Yine bir Osmanlı imparatoru I. Abdülhamit'in haremindeki Ruhşah hatuna aşkı, Kanuni'nin Hurrem Sultan'a aşkı kadar büyük bir aşktır. Fakat bu diğeri gibi karşılıklı bir aşk değildir. O yüzden Abdülhamit aşkına "Siz bana merhamet etmezseniz kim eder, düşmanım bile olsa bana merhamet eder. Bu halimle her gece sabahlarım, billahi ölüm bana daha hayırlı geliyor. Allah-u Teala aşkına beni bu gece mahzun eyleme." diye mektuplar yazar.

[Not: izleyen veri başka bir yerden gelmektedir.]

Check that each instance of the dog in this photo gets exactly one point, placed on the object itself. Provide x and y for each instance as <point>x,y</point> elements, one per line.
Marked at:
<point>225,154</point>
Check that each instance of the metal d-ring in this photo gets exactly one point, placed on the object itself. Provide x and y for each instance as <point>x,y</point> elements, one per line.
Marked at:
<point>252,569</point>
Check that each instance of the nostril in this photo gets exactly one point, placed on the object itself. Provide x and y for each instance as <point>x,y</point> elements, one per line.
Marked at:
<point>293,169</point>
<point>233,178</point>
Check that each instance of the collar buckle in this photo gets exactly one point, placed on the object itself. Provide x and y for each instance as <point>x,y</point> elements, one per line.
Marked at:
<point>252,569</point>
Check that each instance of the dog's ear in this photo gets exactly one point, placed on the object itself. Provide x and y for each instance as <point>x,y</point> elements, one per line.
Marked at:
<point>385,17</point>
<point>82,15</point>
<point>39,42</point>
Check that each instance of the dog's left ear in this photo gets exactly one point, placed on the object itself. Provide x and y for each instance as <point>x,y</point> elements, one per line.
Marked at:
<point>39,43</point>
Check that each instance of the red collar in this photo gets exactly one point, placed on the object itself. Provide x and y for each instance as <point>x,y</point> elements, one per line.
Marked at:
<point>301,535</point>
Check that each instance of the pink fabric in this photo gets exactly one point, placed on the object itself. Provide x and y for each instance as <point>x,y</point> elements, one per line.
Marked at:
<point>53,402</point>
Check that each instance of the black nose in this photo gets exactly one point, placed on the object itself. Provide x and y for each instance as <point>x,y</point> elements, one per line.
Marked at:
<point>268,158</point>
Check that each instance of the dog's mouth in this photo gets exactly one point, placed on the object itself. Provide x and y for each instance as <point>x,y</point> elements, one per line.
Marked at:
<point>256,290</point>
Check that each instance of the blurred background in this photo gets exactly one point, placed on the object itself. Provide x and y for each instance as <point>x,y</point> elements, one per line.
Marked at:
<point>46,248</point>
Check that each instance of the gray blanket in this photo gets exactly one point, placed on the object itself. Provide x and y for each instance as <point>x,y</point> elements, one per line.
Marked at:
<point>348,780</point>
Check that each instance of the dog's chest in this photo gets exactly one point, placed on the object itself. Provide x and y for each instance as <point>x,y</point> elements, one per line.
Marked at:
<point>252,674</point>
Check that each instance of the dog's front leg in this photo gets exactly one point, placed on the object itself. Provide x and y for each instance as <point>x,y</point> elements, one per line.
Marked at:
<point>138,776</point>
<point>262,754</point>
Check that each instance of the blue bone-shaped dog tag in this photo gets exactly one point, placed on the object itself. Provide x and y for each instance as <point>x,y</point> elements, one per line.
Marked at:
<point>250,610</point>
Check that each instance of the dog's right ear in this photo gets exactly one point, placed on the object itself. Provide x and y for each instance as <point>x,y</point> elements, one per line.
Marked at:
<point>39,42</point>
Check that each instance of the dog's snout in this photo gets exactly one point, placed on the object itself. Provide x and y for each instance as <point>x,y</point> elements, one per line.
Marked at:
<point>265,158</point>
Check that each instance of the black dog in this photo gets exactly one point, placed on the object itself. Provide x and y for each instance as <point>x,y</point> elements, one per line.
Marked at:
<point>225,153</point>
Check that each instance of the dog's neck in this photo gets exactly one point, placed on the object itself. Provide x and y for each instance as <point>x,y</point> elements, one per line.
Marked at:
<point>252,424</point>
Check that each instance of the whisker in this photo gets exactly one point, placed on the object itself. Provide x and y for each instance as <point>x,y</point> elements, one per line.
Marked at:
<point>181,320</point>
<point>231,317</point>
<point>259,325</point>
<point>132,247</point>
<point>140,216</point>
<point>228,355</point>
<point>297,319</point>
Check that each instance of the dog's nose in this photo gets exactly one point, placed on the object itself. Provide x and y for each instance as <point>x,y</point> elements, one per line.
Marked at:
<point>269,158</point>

Tarih sahnesinde daha pek çok ünlü aşk yaşanmış. Nazım Hikmet'le eşi Piraye'nin, Salvador Dali ile Gala'nın, Ethel ve Julius Rosenberg'lerin aşkları hatırladıklarımdan sadece birkaçı. Karacaoğlan sevdiğinin gözlerine, saçlarına, boyuna övgüler dizmiş:
Sabahtan uğradım ben bir güzele
Ala gözlerine sürmeler çekmiş
Taramış zülfünü dökmüş bir yana
Salıvermiş ince belin üstüne
Alma alma yanakları al gibi
Boyu uzar gider selvi dal gibi
Seherde açılan gonca gül gibi
Sandım kan damlamış karın üstüne
Çıka çıka çıktım yoluna vardım
Verdiği çevreyi koluma sardım
Uğrunda ölümü göze aldım
Divanına durdum yolun üstüne
Orhan Veli kendisiyle ayrı dünyalardaki bir güzele gönül vermiş, bir yandan da aklını çeldiği için takılarak sıralamış satırları:
Uyuşamayız sevgilim, yollarımız ayrı;
Sen ciğercinin kedisi ben sokak kedisi.
Senin yiyeceğin kalaylı kapta
Benimki aslan ağzında.
Sen aşk rüyası görürsün ben kemik.
Ama seninki de kolay değil, kardeşim;
Kolay değil hani,
Böyle kuyruk sallamak Tanrının günü
Cahit Külebi sevdiğine en samimi dille özlemlerini yazmış:
Senin dudakların pembe
Ellerin beyaz,
Al tut ellerimi bebek
Tut biraz!
Benim doğduğum köylerde
Ceviz ağaçları yoktu,
Ben bu yüzden serinliğe hasretim
Okşa biraz!
Benim doğduğum köylerde
Şimal rüzgarları eserdi,
Ve bu yüzden dudaklarım çatlaktır
Öp biraz!
 

Franz Kafka sevdiği kadın Milena'ya bu mektupla sitem etmiş:
Sevgilim, bana böylesine işkence etmen için ne yaptım? Bugün gene mektup yok; ne ilk postadan, ne de ikincisinden. Bana acı çektiriyorsun! Senden bir yazılı sözcük beni mutlu ederdi! Anlaşılan yeterince kahrımı çektin benim; bunun başka bir açıklaması yok, hem şaşılacak bir şey de değil; ama anlaşılamayacak olan, senin yazıp bunu bana söylemen. Gene de yaşamımı sürdüreceksem şu bir türlü sona ermeyen son birkaç günde yaptığım gibi senden boşuna haber beklemeye dayanamam. Ama artık senden haber alma umudunu yitirdim. Bana susarak söylediğin "elveda"yı ben de yinelemek zorundayım. Postaya verilmesin diye bu mektubun üstüne bedenimi kapamak isterdim; ama bunun postalanması gerek. Bundan sonra mektup beklemeyeceğim.
Franz
Aşk, dünya kurulduğundan beri ona karşı koymayanları içine aldı, mutluluğun sıcaklığından kederin kollarına taşıdı, imparatorluklar yönetti, toplumu etkiledi; her statüden insanı eşit kıldı. Bu dünya var oldukça da devam edecek.